Back to conceptual ecologies: What diSessa doesn’t explicitly describe (I think simply because it doesn’t need to be) is how the conceptual ecology is not just bits and classes of knowledge, but also impressions and affect and belief and the like, what we’ve described as the extrarational. It should all be mixed in there, and as a result it would add to that context dependence. And that’s the piece that some other work looks at. How students decide (poor word, as it suggests a certain control that doesn’t always get used) what strategies, ideas, etc. get put to use is interesting. We’ve seen students proposing how they and their professors would give different answers to the same physics question; and when they can elicit this difference they seem to be better students, even if they have a wrong answer themselves. No, I don’t believe it either, so I need more data. But, yes, this will get presented at AERA.
Incidentally, this is where I get really frustrated with the use of “resources” by PER people. They are both vague (empirically squishy) and there is no effort to describe them in terms of a greater system, such as the conceptual ecology. But this just gives me more to talk about another time.
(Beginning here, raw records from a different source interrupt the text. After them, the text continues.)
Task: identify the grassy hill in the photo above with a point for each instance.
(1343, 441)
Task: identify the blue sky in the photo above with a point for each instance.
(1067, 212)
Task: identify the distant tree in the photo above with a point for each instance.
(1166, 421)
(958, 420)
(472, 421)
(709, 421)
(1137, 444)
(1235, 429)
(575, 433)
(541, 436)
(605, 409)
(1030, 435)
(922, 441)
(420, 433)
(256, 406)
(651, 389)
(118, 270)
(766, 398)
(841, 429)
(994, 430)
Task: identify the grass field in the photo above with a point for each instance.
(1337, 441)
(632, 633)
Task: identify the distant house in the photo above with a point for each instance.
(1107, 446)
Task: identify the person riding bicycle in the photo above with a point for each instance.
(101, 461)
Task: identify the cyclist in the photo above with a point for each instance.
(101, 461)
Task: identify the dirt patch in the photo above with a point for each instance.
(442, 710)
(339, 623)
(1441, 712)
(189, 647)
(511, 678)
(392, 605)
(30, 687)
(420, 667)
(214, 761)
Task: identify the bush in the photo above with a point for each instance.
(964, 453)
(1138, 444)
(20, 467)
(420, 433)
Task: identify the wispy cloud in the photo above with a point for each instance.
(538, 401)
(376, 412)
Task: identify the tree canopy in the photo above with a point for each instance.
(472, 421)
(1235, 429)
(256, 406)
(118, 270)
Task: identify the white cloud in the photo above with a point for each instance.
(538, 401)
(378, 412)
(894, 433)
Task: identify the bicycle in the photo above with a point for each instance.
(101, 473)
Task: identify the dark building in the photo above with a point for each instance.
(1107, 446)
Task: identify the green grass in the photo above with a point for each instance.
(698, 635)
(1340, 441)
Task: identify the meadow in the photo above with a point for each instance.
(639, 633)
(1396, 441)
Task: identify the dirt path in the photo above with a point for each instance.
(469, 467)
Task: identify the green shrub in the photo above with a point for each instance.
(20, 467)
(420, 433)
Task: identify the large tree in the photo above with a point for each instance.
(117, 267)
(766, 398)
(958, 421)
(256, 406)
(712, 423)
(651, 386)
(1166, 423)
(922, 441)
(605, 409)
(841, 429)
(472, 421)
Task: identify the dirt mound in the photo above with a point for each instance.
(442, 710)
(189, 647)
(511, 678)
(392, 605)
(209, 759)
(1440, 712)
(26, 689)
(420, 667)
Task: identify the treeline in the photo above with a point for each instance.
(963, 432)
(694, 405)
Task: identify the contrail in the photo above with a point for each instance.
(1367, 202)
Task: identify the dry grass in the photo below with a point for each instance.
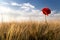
(30, 31)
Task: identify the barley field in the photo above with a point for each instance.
(30, 30)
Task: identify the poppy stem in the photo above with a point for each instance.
(46, 21)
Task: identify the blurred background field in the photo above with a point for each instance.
(30, 30)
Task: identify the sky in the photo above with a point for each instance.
(16, 10)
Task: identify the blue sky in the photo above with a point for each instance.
(14, 9)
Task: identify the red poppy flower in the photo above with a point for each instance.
(46, 11)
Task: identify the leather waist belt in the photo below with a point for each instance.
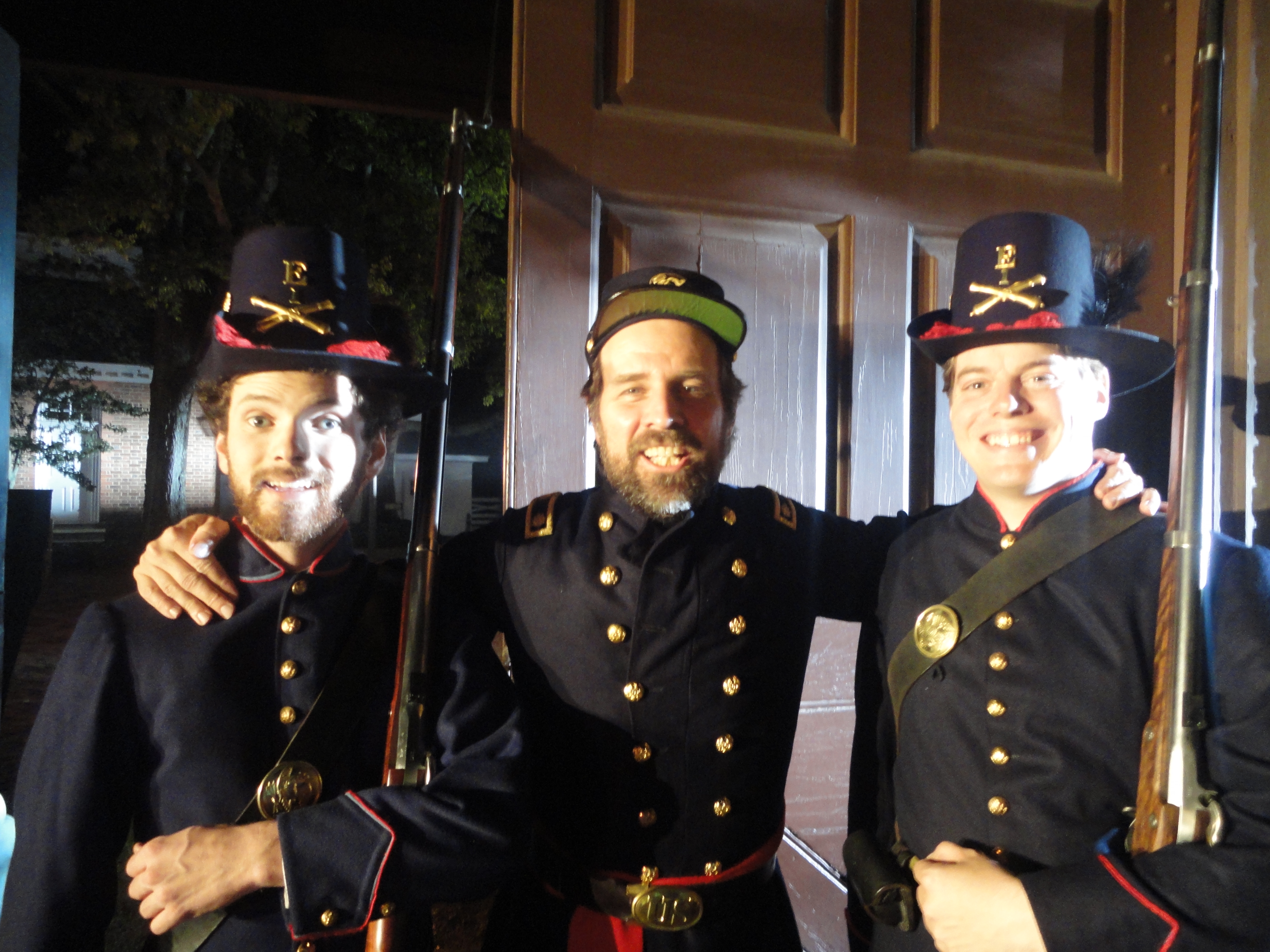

Abd-El-Khalick, F., & Akerson, V. L. (2004). Learning as conceptual change: Factors mediating the development of preservice elementary teachers’ views of nature of science. Science Education, 88(5), 785-810.
diSessa, A. A. (2002). Why “conceptual ecology” is a good idea. In M. Limon & M. Lucia (Eds.), Reconsidering Conceptual Change: Issues in Theory and Practice (pp. 29-60). Dordrecht, The Netherlands: Kluwer Academic Publishers.
Johnston, A., Southerland, S. A., & Sowell, S. (2006). Dissatisfied with the fruitfulness of “learning ecologies”. Science Education, 90(5), 907-911.